Non-Hermitian Jaynes-Cummings model undergoes quantum phase transitions at exceptional points, distinguished by entanglement entropy profiles.

A machine-rendered reading of the paper's core claim, the machinery that carries it, and where it could break.

The non-Hermitian Jaynes-Cummings model has a Hilbert space that decomposes into infinitely many two-dimensional invariant subspaces plus a global ground state. Within each subspace, exceptional points signal quantum phase transitions where the eigenvalues change from real to complex. Computing the spin-oscillator entanglement entropy on these subspaces reveals distinct profiles that separate the two phases.

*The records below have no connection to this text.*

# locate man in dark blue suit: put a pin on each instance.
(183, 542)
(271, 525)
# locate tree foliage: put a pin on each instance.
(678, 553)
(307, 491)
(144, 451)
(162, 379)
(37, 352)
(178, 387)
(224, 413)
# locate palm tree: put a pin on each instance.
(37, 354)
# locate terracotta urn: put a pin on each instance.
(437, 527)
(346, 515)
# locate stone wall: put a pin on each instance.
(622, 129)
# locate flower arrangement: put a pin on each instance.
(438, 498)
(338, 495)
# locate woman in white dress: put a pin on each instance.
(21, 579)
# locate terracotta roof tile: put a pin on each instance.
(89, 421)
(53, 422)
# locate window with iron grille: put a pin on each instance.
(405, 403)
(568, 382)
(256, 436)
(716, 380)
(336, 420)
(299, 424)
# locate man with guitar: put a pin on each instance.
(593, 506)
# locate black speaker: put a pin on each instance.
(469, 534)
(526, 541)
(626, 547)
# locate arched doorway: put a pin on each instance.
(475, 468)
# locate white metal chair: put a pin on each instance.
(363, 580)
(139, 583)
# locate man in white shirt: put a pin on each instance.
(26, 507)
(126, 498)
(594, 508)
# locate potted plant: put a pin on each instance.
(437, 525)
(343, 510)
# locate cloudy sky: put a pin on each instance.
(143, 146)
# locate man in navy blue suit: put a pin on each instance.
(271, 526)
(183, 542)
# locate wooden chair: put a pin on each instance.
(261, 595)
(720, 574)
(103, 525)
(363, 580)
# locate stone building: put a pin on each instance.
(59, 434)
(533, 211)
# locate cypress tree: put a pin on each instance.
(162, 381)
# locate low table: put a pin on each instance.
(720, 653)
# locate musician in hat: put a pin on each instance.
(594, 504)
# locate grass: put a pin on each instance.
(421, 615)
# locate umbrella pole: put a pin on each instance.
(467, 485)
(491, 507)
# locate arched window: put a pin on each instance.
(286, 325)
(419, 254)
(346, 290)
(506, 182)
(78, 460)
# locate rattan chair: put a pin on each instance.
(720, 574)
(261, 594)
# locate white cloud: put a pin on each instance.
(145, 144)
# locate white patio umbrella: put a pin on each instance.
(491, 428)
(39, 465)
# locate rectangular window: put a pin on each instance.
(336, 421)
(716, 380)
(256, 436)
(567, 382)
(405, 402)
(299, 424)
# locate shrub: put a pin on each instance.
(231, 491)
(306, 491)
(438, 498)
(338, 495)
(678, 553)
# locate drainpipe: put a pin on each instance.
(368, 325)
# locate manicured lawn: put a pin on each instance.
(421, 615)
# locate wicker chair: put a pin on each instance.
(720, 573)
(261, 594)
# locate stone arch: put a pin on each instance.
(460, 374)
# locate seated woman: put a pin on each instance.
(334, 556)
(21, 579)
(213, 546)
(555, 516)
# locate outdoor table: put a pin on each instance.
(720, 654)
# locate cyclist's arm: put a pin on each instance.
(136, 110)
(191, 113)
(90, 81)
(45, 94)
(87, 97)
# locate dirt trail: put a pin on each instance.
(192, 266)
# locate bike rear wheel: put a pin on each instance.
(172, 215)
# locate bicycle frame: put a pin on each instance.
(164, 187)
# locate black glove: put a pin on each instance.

This structure lets the model exhibit non-Hermitian phase behavior that can be tracked exactly through the subspaces.

Core claim

The central claim is that quantum phase transitions occur at exceptional points in the two-dimensional invariant subspaces of the non-Hermitian Jaynes-Cummings model, separating regions of real and complex eigenvalues, and that these phases can be distinguished by their distinct spin-oscillator entanglement entropy profiles.

What carries the argument

The decomposition of the Hilbert space into infinitely many two-dimensional invariant subspaces, on which exceptional points are located and entanglement entropy is computed to mark the phases.

Load-bearing premise

The Hilbert space of the model can be decomposed into infinitely many two-dimensional invariant subspaces together with the global ground state.

What would settle it

Direct computation of the eigenvalues on an invariant subspace showing they remain real past the expected exceptional point, or entanglement entropy values that do not differ between the claimed phases.

Figures

Figures reproduced from arXiv: 2506.23356 by Aritra Ghosh, Bhabani Prasad Mandal, Gargi Das.

Figure 1
Figure 1. Figure 1: FIG. 1: Figures showing the regions of the [PITH_FULL_IMAGE:figures/full_fig_p004_1.png] view at source ↗
Figure 2
Figure 2. Figure 2: FIG. 2: Variation of the Boltzmann entropy as a function of [PITH_FULL_IMAGE:figures/full_fig_p005_2.png] view at source ↗
Figure 3
Figure 3. Figure 3: FIG. 3: Variation of the quantum entropies as a function [PITH_FULL_IMAGE:figures/full_fig_p006_3.png] view at source ↗
Figure 5
Figure 5. Figure 5: FIG. 5: Variation of the first derivative of quantum entropies [PITH_FULL_IMAGE:figures/full_fig_p007_5.png] view at source ↗
Figure 4
Figure 4. Figure 4: FIG. 4: Variation of the quantum entropies as a function of [PITH_FULL_IMAGE:figures/full_fig_p007_4.png] view at source ↗
read the original abstract

In this paper, we describe some interesting properties of a non-Hermitian Jaynes-Cummings model. For this particular model, it is known that the Hilbert space can be described by infinitely-many two-dimensional invariant (closed) subspaces, together with the global ground state. We expose the appearance of exceptional points on such two-dimensional subspaces, together with quantum phase transitions marking the transition from real to complex eigenvalues. We also compute the spin-oscillator entanglement entropy on each invariant subspace to show that the two phases can be distinguished by their distinct entanglement-entropy profiles.

Editorial analysis

A structured set of objections, weighed in public.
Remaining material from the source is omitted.